このブログでも何度か書いてきたように(最後にリストを載せました)、政府・厚生労働省の官僚は、患者のニーズという錦の旗の下で、堂々と医療費の削減策を講じてきているのです。

一部のがん患者が「混合診療解禁」を支持したり、なかには裁判に訴えた方もいました。ドラッグ・ラグの問題とも絡めて「海外で使用できる抗がん剤を、国内でも混合診療で使えるようにして欲しい」という思いは、生死の境にある患者にとっては切実なことには違いありません。しかし、それでは使えるのは経済的に余裕のある患者だけ。いまでも医療機関を変えさえすれば、保険適用の薬と適用外の薬を使うことは便宜的にできるのですから、裁判にしてまで混合診療解禁を訴えるのは納得できません。

「俺は金があるから、良い薬を使いたい。金のない患者のことなどは知らない」という考えなのでしょうね。

抗がん剤については「効果の証明された薬を、早く、公平に」でなければなりません。「公平に」使えるようにするには、国民皆保険制度を何としても維持させなくてはなりません。

日本医師会は次の点が問題だとしている。

  • 安全性・有効性等を客観的に判断するプロセスがない。
    かつての規制・制度改革に関する分科会は、「事前規制から事後チェックへ転換し、実施する保険外併用療養の一部を届出制に変更すべき」と主張しており、これ自体きわめて問題であるが、今回は事後も含めて検証の枠組みがない。
  • 副作用が発生したり、医療事故が起きた場合
    問題の所在が公的保険診療なのか保険外診療なのかを見極めることは困難であり、公的医療保険制度に対する信頼性が失われる。
  • 副作用の治療が公的保険から給付されるようなことは、他の被保険者の負担が増すこととなり、理解が得られない。
  • 医師と患者の間には、医療について情報の非対称性が存在する。特に、高度 かつ先進的な医療であれば、患者が内容を理解することは非常に難しく、患者の自己責任にゆだねることになる。
  • 「選択療養」を受ける患者は限られている。全国統一の仕組みの下でなく、患者個人のニーズに対応して公的医療保険財源でまかなうことは、他の被保険者の理解が得られない。また民間療法ほかさまざまな医療や医薬品等が「選択療養」の対象になることが懸念され、公的医療費がかえって増高する。
  • 新たな医療が保険収載されなければ、資産や所得の多寡で受けられる医療に格差が生じ、必要な医療が受けられなくなる。
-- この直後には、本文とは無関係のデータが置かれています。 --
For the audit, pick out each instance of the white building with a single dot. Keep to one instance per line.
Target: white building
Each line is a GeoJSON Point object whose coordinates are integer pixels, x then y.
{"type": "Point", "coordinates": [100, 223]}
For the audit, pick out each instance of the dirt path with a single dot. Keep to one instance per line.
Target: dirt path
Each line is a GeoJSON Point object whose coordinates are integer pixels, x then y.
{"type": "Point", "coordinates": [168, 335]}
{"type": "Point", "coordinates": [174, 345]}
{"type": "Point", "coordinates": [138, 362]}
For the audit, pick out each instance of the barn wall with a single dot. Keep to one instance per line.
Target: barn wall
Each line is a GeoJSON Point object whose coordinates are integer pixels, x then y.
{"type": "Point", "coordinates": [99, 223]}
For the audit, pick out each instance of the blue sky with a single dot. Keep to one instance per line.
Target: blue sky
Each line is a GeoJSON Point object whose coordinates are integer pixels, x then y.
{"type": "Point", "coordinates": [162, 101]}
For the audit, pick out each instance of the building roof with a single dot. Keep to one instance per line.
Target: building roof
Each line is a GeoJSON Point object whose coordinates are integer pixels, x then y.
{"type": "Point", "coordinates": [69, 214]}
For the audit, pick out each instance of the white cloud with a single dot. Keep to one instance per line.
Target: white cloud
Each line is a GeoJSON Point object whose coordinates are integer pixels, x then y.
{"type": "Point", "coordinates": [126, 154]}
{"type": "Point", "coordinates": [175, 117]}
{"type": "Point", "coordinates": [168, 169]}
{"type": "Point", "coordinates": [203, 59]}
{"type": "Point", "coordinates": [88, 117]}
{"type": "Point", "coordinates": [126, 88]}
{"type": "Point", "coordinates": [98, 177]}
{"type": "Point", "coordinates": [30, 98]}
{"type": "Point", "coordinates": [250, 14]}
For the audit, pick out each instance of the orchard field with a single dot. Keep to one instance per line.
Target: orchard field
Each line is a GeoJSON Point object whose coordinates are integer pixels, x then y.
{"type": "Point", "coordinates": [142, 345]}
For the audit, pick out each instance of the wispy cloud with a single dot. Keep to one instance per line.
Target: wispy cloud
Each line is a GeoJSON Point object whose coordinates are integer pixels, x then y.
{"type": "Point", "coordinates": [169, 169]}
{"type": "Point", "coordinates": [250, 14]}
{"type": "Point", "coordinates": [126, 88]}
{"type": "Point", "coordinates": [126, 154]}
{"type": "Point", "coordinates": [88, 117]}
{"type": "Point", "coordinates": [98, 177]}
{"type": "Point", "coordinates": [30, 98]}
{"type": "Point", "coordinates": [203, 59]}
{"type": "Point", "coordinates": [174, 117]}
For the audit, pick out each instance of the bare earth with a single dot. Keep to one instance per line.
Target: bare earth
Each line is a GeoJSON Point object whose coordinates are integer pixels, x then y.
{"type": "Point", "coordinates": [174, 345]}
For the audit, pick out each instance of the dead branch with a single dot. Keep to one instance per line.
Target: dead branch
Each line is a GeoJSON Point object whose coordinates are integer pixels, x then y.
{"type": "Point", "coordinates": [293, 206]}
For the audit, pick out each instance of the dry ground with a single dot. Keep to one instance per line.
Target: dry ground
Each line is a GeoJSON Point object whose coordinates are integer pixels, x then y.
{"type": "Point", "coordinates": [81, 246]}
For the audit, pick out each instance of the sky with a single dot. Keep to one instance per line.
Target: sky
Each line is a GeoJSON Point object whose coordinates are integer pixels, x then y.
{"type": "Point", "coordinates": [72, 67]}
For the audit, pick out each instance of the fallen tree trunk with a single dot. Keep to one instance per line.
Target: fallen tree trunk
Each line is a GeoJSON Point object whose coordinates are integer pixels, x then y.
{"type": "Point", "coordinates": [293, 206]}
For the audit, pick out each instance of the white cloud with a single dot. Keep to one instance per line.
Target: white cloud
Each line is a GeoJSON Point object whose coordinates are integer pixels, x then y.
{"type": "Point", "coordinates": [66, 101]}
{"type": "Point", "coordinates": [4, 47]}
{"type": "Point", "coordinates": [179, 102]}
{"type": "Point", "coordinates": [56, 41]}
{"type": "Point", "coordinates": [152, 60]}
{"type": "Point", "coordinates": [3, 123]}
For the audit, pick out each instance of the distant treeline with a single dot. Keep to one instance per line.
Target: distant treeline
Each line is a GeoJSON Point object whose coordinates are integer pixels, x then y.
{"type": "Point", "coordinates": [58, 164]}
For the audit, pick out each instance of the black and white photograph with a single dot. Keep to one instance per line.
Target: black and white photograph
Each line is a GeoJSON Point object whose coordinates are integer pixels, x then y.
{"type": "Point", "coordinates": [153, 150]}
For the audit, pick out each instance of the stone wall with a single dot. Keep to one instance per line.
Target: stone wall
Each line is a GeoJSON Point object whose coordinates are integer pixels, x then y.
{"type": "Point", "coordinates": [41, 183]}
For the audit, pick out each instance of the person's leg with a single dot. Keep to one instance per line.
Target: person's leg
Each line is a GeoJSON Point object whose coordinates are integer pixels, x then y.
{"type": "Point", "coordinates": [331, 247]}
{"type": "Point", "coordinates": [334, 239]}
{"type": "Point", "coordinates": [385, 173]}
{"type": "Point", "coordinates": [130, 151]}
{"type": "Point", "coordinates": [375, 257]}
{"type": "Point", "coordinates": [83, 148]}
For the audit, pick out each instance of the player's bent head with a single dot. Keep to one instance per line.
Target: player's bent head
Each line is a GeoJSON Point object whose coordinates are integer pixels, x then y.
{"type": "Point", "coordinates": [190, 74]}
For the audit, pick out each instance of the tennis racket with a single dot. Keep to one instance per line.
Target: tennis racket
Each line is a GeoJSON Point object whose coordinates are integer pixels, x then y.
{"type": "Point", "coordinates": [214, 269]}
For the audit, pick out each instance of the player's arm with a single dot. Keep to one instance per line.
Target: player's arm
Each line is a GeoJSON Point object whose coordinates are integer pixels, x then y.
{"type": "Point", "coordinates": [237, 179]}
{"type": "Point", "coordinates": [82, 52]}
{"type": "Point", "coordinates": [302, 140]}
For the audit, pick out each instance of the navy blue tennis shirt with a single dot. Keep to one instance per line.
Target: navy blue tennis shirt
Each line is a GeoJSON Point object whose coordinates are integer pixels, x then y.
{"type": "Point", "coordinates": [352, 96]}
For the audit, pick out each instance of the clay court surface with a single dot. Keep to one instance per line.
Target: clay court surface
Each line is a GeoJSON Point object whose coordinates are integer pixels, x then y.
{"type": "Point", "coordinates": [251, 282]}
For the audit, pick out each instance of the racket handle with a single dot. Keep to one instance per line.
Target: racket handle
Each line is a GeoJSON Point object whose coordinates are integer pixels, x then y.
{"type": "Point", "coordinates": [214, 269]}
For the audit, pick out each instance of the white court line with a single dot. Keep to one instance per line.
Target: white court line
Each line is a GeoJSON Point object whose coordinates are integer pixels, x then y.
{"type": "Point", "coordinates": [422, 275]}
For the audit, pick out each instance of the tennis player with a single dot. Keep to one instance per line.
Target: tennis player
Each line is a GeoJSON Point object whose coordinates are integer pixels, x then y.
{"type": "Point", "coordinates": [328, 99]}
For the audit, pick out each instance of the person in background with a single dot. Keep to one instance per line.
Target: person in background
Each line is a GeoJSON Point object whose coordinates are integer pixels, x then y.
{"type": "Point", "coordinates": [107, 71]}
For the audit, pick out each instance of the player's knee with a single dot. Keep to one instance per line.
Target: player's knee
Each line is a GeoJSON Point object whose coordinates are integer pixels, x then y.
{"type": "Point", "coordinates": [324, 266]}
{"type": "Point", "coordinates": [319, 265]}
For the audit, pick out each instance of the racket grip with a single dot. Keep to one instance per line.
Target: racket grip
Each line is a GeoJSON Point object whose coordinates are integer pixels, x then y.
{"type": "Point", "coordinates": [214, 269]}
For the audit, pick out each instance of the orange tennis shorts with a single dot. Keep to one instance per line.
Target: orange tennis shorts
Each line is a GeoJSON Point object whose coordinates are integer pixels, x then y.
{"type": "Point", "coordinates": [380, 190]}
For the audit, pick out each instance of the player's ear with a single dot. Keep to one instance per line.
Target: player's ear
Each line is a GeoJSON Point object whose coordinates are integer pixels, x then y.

医師と患者では持っている医療情報に決定的な差がある。患者の立場は弱く、藁にもすがる思いで受診する患者に未承認の高額な医療を勧められたら、断ることが難しい。

卵巣がん体験者の会スマイリーの片木美穂さんは「夢のような未承認治療も保険適用の抗がん剤治療もしてくれる医療機関があれば、患者はそこを選ぶ。そうなると、未承認治療を行う医療機関が、慣れない抗がん剤治療まで始めかねない。抗がん剤による突発事例に緊急対応できないような医療機関で治療を受けるのは、患者のためにならない」と反対の立場を表明している。

また、「保険適用を目指すには、有効活用できる質の高いデータが必要。いい加減なことでは困る。それで治療薬が売れるなら製薬会社は治験を中止しかねない。それではドラッグラグは悪化する」と指摘する。

「患者が選択できる」ことを触れ込んでいるが、その対象となる医療とは、有効性も安全性も確かめられていない医療である。こんなものを導入することは、患者の利益に離らないことは明らかだろう。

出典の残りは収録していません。